Churchill and Magna - once corporate arch-enemies - formed a joint venture called TrackNet Media to sell their racing signals as a package. Churchill bought a half-interest in Magna's television channel, HorseRacing TV. Magna already had its own telephone and online wagering business, XpressBet, so Churchill started its own. Churchill also bought AmericaTab and two affiliated betting sites as part of an $80 million deal.

Churchill and Magna laid down the law: Betting services had to choose between offering TVG-related tracks or the TrackNet products. It was like a nasty divorce in which the splitting spouses expected their friends to choose one side or another.

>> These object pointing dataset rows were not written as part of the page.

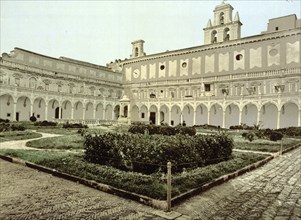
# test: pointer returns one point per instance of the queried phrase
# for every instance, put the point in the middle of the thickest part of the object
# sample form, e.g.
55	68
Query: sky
101	31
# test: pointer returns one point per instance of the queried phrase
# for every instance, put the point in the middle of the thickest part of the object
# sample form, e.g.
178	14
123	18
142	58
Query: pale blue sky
102	31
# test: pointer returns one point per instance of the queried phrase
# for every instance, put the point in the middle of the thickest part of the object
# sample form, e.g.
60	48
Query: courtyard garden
134	158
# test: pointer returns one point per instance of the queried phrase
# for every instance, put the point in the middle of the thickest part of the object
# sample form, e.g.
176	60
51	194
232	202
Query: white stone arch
7	107
78	109
23	108
216	115
39	108
144	117
153	114
109	112
89	109
249	113
99	111
135	113
53	113
164	114
289	114
201	114
116	111
175	115
268	115
66	109
188	114
231	115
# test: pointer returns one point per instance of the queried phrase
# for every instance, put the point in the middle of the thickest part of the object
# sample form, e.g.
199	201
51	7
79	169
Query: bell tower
138	50
223	28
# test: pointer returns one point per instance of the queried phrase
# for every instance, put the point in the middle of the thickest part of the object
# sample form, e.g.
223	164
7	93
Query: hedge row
162	129
148	154
7	127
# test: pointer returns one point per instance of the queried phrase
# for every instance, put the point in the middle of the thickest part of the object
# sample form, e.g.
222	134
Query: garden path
21	144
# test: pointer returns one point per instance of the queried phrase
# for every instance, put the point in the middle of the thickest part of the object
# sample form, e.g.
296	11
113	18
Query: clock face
136	73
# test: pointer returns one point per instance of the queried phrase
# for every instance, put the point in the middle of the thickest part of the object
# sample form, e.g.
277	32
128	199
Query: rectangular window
207	87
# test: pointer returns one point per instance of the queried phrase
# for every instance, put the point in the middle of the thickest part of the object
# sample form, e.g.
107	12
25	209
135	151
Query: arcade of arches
22	108
267	115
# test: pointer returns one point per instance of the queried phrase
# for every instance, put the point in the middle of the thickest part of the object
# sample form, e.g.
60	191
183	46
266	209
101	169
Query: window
221	18
207	87
17	81
214	37
239	57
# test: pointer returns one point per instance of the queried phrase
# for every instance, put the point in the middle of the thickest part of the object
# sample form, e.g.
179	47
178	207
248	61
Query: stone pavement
270	192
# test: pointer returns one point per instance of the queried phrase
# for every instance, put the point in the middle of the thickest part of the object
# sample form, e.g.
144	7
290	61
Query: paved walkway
21	144
270	192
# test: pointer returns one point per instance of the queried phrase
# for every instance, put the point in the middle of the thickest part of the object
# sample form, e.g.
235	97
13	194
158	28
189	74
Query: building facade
227	81
57	89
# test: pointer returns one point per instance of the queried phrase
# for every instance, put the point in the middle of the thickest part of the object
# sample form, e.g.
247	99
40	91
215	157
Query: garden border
160	204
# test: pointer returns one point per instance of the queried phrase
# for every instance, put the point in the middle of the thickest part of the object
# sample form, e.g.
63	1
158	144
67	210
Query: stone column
224	119
46	112
72	112
14	111
194	117
208	117
31	109
240	117
258	117
299	118
278	119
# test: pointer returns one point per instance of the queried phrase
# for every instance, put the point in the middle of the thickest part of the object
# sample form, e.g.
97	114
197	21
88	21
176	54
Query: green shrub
74	125
148	154
33	118
275	136
163	129
45	123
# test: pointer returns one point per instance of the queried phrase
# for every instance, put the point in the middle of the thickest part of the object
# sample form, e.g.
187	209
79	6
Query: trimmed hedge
148	154
45	123
162	129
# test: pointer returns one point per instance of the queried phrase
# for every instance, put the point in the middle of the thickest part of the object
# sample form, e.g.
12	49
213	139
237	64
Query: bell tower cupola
224	28
138	50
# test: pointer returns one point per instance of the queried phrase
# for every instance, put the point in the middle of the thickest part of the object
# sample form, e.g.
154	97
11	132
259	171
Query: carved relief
239	60
162	69
196	65
293	52
143	72
273	55
172	68
128	74
209	63
223	62
152	71
184	68
255	58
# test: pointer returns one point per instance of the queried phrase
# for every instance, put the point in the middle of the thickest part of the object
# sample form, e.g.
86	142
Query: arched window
226	34
32	82
222	18
214	37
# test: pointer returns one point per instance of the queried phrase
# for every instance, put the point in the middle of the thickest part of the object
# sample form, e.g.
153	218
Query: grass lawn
265	145
153	185
18	135
68	142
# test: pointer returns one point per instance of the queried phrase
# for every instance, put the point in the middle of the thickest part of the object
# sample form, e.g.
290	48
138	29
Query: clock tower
223	27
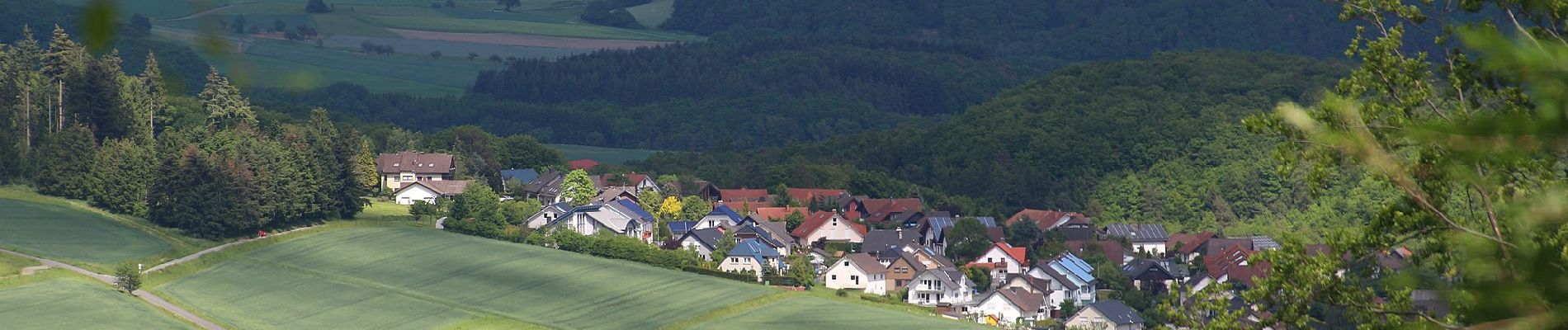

Neither side has budged. "TVG has been incredibly difficult to deal with," said Joe De Francis, the executive vice president of Magna. TVG general manager David Nathanson said the network is faring well, even without Churchill: "We have a different program lineup but it's the strongest we've ever had. We're driving handle to our exclusive-track partners."

He insisted the TVG business model still is a sound one that provides great benefits to the industry.

Both sides in this dispute have some valid arguments, and they should show some respect for the other's position. A decade ago, the idea of a national horse racing channel was a pipe dream, and no racetrack was willing to try to create one. TVG undertook the difficult and expensive task. It defied all expectations by putting its signal on DirecTV and many local cable systems, as well as many outlets in Europe. (HorseRacing TV has but a fraction of this exposure.) The industry should feel indebted to TVG, instead of trying to emasculate it.

But TVG needs to recognize that its cherished business model is an anachronism. As Internet wagering has become commonplace, many horseplayers rarely set foot in a racetrack. Paying a juicy fee to Suffolk Downs when a Bostonian places a bet no longer makes any sense. It's like compensating a Giant supermarket when somebody in the neighborhood orders dinner from LobsterDirect.com. When the industry divides the 20 percent from wagering dollars, the tracks putting on the show do deserve a larger slice - just as Churchill has been arguing.

Regardless of how the parties resolve their differences, they had better find a way to settle it quickly. Churchill, Magna, and TVG are pursuing a course of action all too familiar in the racing industry: forgetting about their bettors as they look after their own interests. This time, the industry has angered and alienated many of its dwindling number of customers, who want to make their own free choices about what they can bet and where they can bet.